When can Judicial Review assist to challenge the legality of a planning authority’s decision?
Section 32 of the Planning and Development (Amendment) Act 2010 (amending section 50A(2) of the Planning and Development Act 2000), sets out the procedure for applying for judicial review of an administrative decision of a planning authority.
Most importantly, any application for leave to apply for judicial has to be moved within 8 weeks of the date upon which the planning authority made its decision. However, recent government orders made under 251A(4) of the Emergency Measures in the Public Interest (Covid-19) Act 2029, have the effect of disregarding the period from 29 March 2020 to 23 May 2020 when calculating the deadline for making an application. This period could be extended further. Accordingly, if 8 weeks have passed from the making of the decision, there is still time to challenge due to the emergency legislation passed to deal with the effects of Covid-19.
The application for judicial review is a two-step process:
The applicant must seek leave from the High Court to apply for judicial review of a decision of a planning authority. To grant leave the High Court must be satisfied that:
1. there are substantial grounds for contending that the decision or act concerned is invalid or ought to be quashed; and
2. the applicant has a sufficient interest in the matter which is the subject of the application.
The application for leave is essentially a filtering process to ensure that only genuine cases can be progressed. It is made on an ex parte basis i.e. without notice to the planning authority.

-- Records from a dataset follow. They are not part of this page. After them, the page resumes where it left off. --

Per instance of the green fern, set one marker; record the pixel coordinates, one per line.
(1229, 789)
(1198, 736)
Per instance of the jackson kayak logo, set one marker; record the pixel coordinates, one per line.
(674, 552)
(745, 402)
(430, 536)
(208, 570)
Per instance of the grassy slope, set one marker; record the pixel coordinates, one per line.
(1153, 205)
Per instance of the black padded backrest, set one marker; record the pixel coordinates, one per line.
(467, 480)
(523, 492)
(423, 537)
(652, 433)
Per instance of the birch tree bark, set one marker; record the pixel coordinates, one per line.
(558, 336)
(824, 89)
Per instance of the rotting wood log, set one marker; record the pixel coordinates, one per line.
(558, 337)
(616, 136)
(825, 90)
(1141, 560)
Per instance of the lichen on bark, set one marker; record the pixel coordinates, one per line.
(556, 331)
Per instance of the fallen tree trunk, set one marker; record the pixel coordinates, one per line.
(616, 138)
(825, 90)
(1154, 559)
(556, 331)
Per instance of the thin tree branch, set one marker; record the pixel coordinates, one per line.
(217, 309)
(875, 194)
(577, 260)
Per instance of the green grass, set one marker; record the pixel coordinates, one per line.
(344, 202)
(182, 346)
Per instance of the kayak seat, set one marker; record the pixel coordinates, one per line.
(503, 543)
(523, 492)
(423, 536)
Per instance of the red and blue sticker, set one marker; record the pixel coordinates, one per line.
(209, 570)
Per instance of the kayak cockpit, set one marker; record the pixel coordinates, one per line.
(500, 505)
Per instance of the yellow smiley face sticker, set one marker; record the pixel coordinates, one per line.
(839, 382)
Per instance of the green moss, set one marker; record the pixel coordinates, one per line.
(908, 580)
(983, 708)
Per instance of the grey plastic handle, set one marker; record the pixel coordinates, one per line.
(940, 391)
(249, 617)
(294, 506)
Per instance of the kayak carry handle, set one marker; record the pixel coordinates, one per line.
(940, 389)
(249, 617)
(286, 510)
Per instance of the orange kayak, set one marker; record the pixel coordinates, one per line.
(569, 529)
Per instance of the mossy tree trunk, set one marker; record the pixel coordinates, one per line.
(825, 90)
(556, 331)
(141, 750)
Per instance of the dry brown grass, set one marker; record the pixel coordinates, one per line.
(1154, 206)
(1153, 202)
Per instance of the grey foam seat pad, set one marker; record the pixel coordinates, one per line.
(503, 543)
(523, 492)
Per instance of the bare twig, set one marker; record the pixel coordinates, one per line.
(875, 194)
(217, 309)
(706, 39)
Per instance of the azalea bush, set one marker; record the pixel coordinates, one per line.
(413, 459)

Typically, at the hearing of the application for leave, the applicant will also seek a ‘stay’ on the implementation of the impugned decision of the planning authority pending the outcome of the judicial review proceedings. In order to be granted a stay you must be able to show that the greater risk of injustice would lie in permitting the decision to be implemented, in that the applicant would suffer a greater prejudice than other parties if the decision was allowed to be applied. If a stay can be narrowed in its terms and the parties it will affect, it will generally have a greater chance of being granted by the Court as the risk of causing a prejudice to another party will be lessened.
Where leave is granted, an originating notice of motion will issue with a return date directed by the Court and will be served on the authority together with the Order granting leave and the pleadings issued, namely the Applicant’s Statement required to ground an application for Judicial Review and verifying Affidavits. Affidavits will typically be sworn by (a) a representative of the Applicant explaining the basis for seeking judicial review, and (b) expert witnesses, such as planning consultants, architects and/or engineers, analysing the impugned decision and its effects.
The authority will review the Statement and the Affidavits, and on occasion will recognise at an early stage that it has acted in excess of its powers and erred in law and will choose not to defend the proceedings, as occurred in this instance. In this case, in compromising the proceedings, the authority also agreed to pay the applicant’s legal costs.
This case demonstrates that Judicial Review can be a swift and efficient tool to challenge the legality of an authority’s decision which has significant commercial ramifications for the applicant. Also, importantly, the Government's emergency Covid19 legislation means that you may still have time to apply for Judicial Review even if 8 weeks has passed since the making of the decision.
If you would like to discuss Judicial Review further, please contact Maria Edgeworth at Leman Solicitors on 01 639 3000 or visit www.leman.ie for more.
Two property development companies controlled by Paddy McKillen snr and his family have secured High Court orders overturning a policy adopted by Dublin City Council concerning the construction of basements. Among the companies concerns was that the policy introduced measures which would have “significant impact” on basements and underground development, particularly a requirement that basements are set back 0.5 metres from the boundaries of the relevant site. That would affect the commercial viability of a number of developments being considered by the companies, they claimed. Ingaro Limited and May Property Holdings brought a judicial review challenge over the council’s decision on January 31st last adopting a basement development policy document and a basement development guidance document.